Are the Democrats to blame for Gay Marriage failing in NJ?

As many advocates of same-sex marriage will already be aware, the upcoming gay marriage bill in New Jersey has been rejected in the NJ senate by a 20-14 majority.

It's an unexpected defeat for supporters of marriage equality, as the generally liberal-leaning New Jersey was expected to accept the motion with little resistance.

Garden State Equality chairman Steven Goldstein admitted: "We resent, more than you can imagine, remaining second-class citizens a bit longer. On the other hand, at least the ball has moved at little bit forward."

In retrospect, though, this defeat was inevitable - and not because of any overwhelming hostility towards same-sex marriage by the residents of the Garden State (who, in polls, largely supported the motion.)

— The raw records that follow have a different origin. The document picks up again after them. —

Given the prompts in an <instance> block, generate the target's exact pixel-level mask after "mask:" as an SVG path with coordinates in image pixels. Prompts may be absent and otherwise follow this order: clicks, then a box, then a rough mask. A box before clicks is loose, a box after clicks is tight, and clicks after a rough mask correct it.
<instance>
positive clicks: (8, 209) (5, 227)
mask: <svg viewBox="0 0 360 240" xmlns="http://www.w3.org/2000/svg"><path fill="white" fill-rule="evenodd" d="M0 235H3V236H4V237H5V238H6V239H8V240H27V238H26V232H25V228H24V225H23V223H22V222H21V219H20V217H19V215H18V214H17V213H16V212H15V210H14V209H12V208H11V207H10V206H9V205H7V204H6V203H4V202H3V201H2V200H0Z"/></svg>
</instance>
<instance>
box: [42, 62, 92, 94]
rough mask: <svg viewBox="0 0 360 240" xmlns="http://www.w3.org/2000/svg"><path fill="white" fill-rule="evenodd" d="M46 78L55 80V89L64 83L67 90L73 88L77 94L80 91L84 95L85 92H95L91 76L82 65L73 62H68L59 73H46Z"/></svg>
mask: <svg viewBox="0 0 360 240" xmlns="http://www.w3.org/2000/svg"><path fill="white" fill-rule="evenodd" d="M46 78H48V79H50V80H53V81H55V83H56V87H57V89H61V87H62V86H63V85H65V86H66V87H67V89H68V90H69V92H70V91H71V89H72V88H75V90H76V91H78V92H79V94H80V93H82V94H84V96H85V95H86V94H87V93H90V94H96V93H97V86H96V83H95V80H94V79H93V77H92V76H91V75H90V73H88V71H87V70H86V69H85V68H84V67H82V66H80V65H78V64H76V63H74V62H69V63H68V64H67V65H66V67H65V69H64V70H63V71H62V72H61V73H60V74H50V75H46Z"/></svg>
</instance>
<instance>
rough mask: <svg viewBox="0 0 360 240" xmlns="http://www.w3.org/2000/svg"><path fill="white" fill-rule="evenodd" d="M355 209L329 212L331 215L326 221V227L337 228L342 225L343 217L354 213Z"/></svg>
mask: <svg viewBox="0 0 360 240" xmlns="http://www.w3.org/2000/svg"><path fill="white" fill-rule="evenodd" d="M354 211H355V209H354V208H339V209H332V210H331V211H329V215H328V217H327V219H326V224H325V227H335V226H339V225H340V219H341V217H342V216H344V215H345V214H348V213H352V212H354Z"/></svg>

The new New Jersey governor, Republican Chris Christie, made it a campaign promise to veto any same-sex marriage bill if it crossed his desk - meaning that ultimately this bill would have been cast aside even if the senate had won that single extra vote they needed to pass it.

Which makes this a failure created by the Democratic party in New Jersey, not the Republicans (who opposed Same Sex marriage from the very beginning.)

If incumbent Governor Jon Corzine hadn't been so absurdly corrupt and inept, perhaps he'd have won last November's election - and kept in place a political hierarchy that would have been much more receptive to the passing of this controversial law.

Republican Chris Christie, as I wrote here, had a shameful political record when he stood for election - but that was par for the course in this utterly corrupt state. He won victory over Jon Corzine not because he was better, or more competent (which he inarguably wasn't.) He won merely because he was the least corrupt politician out of the two (which wasn't much of a claim, either!)

The gay and lesbian population of New Jersey, who had formerly been proud of the fact that theirs was going to be one of the earliest states to adopt gay marriage, have every right to be angry that this law didn't pass.

However the blame should be placed squarely at the foot of the state's Democratic party - who acted with such irresponsibility and incompetence over the previous four years that the largely liberal-leaning people of New Jersey had no option but to vote against them and get 'in bed with the enemy' (in this case, the Republican party') come the 2009 election.

Soaring property taxes and a gaping deficit ultimately overshadowed the ongoing struggle for marriage equality in this state. The fact that the financial survival of the many overwhelmed the civil rights of the few is a shameful legacy for New Jersey Democrats to have to contend with.